Revoir la méthode d'accompagnement

Les 2 collaborateurs, récemment mis en lien avec leurs binômes, se sont vite sentis déboussolés. En effet, la rencontre a été annulée pour cause de confinement. Jean-Christophe, qui accompagne une jeune femme réfugiée en France souhaitant intégrer le secteur bancaire, s’est senti démuni car cette action de parrainage repose notamment sur des contacts réguliers, en présentiel, dans ses bureaux. Or ces contacts sont bien sûr devenus impossibles. L’action venait de démarrer et le binôme ne s’était même pas encore rencontré ! Même cas de figure du côté de Myrna : prise par un surcroît d’activité, l’organisation de la vie à la maison et d’autres impératifs familiaux, elle ne s’est pas sentie capable de démarrer son engagement avec son binôme jusqu’à la mi-avril. Elle est très reconnaissante à son Konecteur, soit son contact au sein de l’association Kodiko qui accompagne chaque binôme, qui l’a déculpabilisée et aidée à enclencher la relation.

Alors pourquoi avoir décidé de continuer cet engagement malgré toutes les difficultés imposées par le confinement ? Pour Jean-Christophe, cela n’a fait absolument aucun doute. Il lui paraissait évident que la jeune femme réfugiée avait d’autant plus besoin de son aide et de son accompagnement que sa situation, déjà difficile, le devenait encore plus. Il s’est également dit que le parcours de vie qui l’avait menée à se réfugier en France en abandonnant sa famille, ses amis, son pays, sa culture avait dû représenter un cataclysme bien plus violent que celui lié à la crise du COVID-19. Même constat du côté de Myrna. Le confinement n’allait pas les empêcher de poursuivre leur engagement.
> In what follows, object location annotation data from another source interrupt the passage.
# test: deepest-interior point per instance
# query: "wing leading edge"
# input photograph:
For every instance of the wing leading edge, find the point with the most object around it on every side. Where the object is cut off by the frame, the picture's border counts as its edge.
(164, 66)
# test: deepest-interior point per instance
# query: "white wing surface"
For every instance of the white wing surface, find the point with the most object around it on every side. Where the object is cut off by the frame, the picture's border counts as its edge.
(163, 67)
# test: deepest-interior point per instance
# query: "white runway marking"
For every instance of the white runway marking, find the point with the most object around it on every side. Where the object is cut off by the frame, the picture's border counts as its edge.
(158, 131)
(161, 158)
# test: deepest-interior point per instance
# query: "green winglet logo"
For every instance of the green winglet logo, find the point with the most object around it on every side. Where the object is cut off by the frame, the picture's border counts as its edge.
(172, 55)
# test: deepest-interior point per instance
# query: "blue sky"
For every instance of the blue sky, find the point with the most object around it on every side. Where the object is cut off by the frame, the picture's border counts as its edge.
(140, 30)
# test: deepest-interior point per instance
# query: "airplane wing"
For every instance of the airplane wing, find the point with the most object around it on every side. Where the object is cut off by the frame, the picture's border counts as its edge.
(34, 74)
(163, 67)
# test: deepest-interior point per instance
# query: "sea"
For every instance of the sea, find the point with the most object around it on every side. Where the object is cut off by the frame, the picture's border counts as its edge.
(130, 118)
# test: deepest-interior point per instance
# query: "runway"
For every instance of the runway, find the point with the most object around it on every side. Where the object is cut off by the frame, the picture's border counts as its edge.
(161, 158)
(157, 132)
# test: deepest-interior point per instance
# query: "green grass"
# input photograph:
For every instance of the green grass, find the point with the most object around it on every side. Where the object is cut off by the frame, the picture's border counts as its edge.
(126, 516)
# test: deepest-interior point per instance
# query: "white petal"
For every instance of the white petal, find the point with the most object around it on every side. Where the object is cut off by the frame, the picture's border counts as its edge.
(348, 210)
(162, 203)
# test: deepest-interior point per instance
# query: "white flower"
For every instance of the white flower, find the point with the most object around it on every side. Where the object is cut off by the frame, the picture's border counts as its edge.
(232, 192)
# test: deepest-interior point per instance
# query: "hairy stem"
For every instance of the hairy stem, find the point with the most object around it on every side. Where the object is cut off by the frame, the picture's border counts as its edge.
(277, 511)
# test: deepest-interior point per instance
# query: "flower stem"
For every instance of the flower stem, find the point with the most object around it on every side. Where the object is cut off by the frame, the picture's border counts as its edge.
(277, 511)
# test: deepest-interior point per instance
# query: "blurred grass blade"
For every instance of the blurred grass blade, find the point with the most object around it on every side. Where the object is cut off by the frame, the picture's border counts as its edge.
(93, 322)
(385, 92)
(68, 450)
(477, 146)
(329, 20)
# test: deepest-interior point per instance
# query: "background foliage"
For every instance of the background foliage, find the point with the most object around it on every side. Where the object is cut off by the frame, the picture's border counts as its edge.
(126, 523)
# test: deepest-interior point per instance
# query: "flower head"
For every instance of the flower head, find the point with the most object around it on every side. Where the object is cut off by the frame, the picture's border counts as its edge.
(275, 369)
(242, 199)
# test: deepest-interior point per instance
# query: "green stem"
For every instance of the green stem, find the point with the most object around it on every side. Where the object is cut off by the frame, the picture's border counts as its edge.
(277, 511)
Pour poursuivre et amorcer cette relation, les 2 binômes ont fait preuve de beaucoup de flexibilité et d’adaptabilité au quotidien, avec les outils et moyens mis à leurs disponibles. L’objectif de Jean-Christope était clair : ne pas rompre le lien et éviter de sombrer dans l’isolement.  Du côté de Myrna, le binôme a mis les bouchées doubles, avec six rendez-vous organisés et un total d’une quinzaine d’heures d’échanges. La personne qu’elle accompagne fait preuve d’une résilience exemplaire et Myrna l’aide à voir le « bon côté » de la situation : elle a enfin le temps de pouvoir mettre au clair son plan d’action de recherche d’emploi, car des opportunités nouvelles se présentent avec cette crise.

L'objectif était clair: ne pas rompre le lien et éviter de sombrer dans l'isolement

Jean-Christophe

Le constat est clair : le confinement n’a en rien dissuadé les collaborateurs engagés de poursuivre leur action, et n’a pas découragé les personnes accompagnées, qui ont redoublé d’efforts pour tirer les bons côtés de cette période si étrange. Grâce à leur créativité pour créer du lieu autrement, l’accompagnement a pu se poursuivre et présage un lien encore plus fort entre participants au programme. Jean-Christophe et Myrna attendent avec impatience des jours meilleurs pour accélérer l’accompagnement vers le monde du travail de leurs binômes.